Pretoria (AFP) – One of South Africa's most notorious mass murderers, Eugene de Kock, was granted parole on Friday after 20 years in jail, a decision that brought back painful memories of the crimes committed under apartheid rule.
"In the interest of nation-building and reconciliation I have decided to place Mr De Kock on parole," Correctional Services Minister Michael Masutha told a news briefing, adding that he had rejected parole to two other prominent convicted apartheid-era killers.
De Kock, dubbed "Prime Evil", was sentenced in 1996 to two life terms plus 212 years in prison for his activities as head of the infamous Vlakplaas police death squad targeting anti-apartheid activists.
The highly-decorated former colonel confessed to more than 100 acts of murder, torture and fraud before the Truth and Reconciliation Commission (TRC), which was established in 1995 and chaired by Archbishop Tutu to consider amnesty for those who confessed their crimes during apartheid.
De Kock was granted amnesty for most offences — including the 1982 bombing of the ANC's London offices — but was jailed for six murders found to have lacked direct political motivation.
Tutu welcomed his release saying it was a way of putting memories of apartheid behind.
"As human beings we have unique capacities to reconcile, to forgive, to move on and to love again," he said in a statement.
"While many may not welcome De Kock back into society with open arms, the fact that we have allowed for his return is to our collective credit, as people and as a nation."

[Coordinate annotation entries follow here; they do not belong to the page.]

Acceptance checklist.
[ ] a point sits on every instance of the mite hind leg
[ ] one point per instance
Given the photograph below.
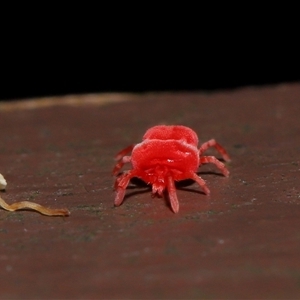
(217, 146)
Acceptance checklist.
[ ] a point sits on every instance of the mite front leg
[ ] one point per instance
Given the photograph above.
(120, 186)
(172, 194)
(215, 161)
(120, 164)
(217, 146)
(124, 152)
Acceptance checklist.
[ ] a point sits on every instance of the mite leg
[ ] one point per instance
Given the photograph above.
(215, 161)
(124, 152)
(120, 164)
(201, 182)
(219, 148)
(120, 186)
(172, 194)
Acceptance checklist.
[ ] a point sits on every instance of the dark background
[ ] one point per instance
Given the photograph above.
(27, 80)
(53, 50)
(76, 60)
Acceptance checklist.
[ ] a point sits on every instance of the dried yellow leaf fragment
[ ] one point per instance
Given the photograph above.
(34, 206)
(30, 205)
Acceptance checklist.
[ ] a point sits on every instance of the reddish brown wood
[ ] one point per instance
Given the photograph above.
(242, 241)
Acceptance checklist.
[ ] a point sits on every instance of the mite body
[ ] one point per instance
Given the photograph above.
(166, 154)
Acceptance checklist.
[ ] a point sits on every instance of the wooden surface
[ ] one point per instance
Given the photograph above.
(243, 241)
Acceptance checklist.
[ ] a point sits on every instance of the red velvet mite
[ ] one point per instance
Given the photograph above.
(166, 154)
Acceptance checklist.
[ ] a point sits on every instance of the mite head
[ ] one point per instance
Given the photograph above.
(174, 132)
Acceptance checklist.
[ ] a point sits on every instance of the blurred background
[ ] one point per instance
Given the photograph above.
(65, 53)
(52, 76)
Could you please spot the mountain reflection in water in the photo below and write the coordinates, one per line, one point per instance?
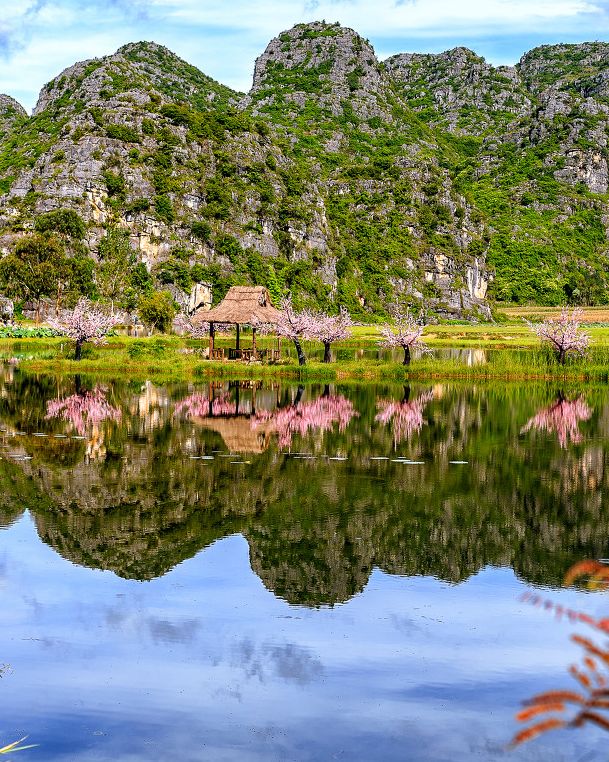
(149, 486)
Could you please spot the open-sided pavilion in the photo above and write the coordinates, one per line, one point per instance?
(242, 305)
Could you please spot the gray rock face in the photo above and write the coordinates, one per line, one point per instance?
(467, 94)
(12, 114)
(330, 62)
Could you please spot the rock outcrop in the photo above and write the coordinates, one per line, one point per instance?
(435, 179)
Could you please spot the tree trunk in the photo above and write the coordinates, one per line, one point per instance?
(299, 393)
(301, 355)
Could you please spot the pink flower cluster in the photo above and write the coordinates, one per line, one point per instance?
(85, 323)
(405, 332)
(563, 333)
(561, 418)
(319, 415)
(83, 409)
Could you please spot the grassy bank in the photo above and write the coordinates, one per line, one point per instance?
(175, 359)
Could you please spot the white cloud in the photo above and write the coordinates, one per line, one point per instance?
(39, 38)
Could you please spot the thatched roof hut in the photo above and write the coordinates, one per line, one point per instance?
(241, 305)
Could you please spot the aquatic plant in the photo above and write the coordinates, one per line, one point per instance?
(590, 702)
(84, 323)
(563, 334)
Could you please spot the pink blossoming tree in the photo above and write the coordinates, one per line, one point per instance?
(296, 326)
(331, 328)
(85, 322)
(563, 334)
(405, 333)
(561, 418)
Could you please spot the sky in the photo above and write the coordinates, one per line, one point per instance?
(40, 38)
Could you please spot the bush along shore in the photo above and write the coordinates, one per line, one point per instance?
(357, 359)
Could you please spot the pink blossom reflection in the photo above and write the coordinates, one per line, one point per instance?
(561, 418)
(83, 410)
(301, 417)
(201, 406)
(406, 417)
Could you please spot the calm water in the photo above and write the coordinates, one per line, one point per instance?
(282, 573)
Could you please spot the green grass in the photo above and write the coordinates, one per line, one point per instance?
(512, 354)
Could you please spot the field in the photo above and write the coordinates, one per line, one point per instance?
(502, 351)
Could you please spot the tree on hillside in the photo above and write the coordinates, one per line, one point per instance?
(405, 332)
(116, 262)
(331, 328)
(563, 334)
(296, 326)
(35, 269)
(85, 322)
(157, 310)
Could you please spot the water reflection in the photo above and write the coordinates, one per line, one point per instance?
(320, 517)
(301, 418)
(405, 417)
(561, 418)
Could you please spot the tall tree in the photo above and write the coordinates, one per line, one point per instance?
(405, 333)
(296, 326)
(116, 262)
(37, 268)
(85, 322)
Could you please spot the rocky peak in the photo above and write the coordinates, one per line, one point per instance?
(458, 89)
(327, 63)
(581, 69)
(138, 73)
(11, 113)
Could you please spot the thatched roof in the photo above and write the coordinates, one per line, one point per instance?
(242, 304)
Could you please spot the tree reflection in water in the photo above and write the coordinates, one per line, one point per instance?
(201, 406)
(300, 418)
(406, 416)
(562, 418)
(84, 409)
(315, 531)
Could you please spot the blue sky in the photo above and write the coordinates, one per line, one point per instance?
(39, 38)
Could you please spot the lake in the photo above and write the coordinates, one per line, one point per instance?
(262, 571)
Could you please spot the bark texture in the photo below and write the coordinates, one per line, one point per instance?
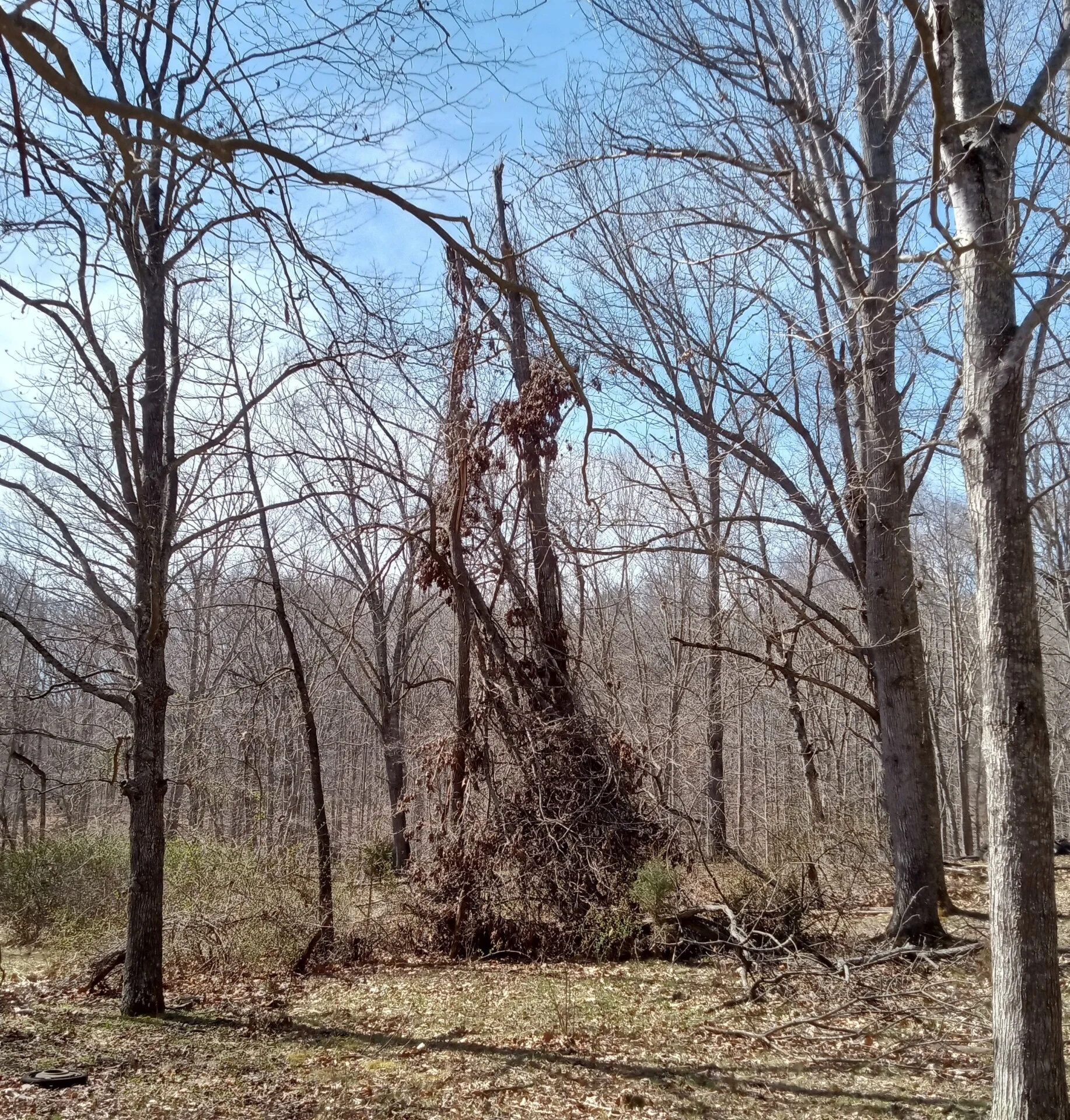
(890, 588)
(977, 157)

Others, however, expressed outrage saying De Kock deserved no clemency.
"So many people don't have parents because of Eugene de Kock," wrote user Mulume Vizo on Twitter.
"I don’t think we should be undoing the process of punishment for apartheid crimes before we have completed actually doing them," Jane Quinn told Talk Radio 702.
The run-up to the parole decision rekindled bitter debate over the crimes of the former white-minority regime.
To some, De Kock's crimes of multiple murder, kidnapping and torture were too heinous for forgiveness, and his release was widely derided by South Africans on social media.
To others, the former police officer was a symbolic and repentant prisoner serving time as a scapegoat for countless perpetrators of apartheid evil who were never punished.
It's a point De Kock made in his court appeal of last year's parole denial.
"I am the only member of the South African Police Service that is serving a sentence for crimes which I had committed, as part of the National Party's attempt to uphold apartheid and fight the liberation movements.
"Not one of the previous Generals, or Ministers who were in Cabinet up to 1990 have been prosecuted at all," he wrote.
– Model prisoner –
De Kock has by all accounts been a model prisoner, engaging with the families of his victims and cooperating with the government in locating the dumped bodies of his victims.
He has made confessions before tribunals, written letters begging forgiveness and named top officials who gave him orders.
In announcing his decision, corrections minister Masutha noted the assistance De Kock had provided to the authorities and said he was also satisfied that the families of his victims had been consulted.
But walking a political tight-rope, he added that De Kock could return to jail if he failed to comply with the set conditions of his parole.
Masutha said De Kock had asked that the date of his release and the conditions of his parole should not be made public, to which the minister agreed.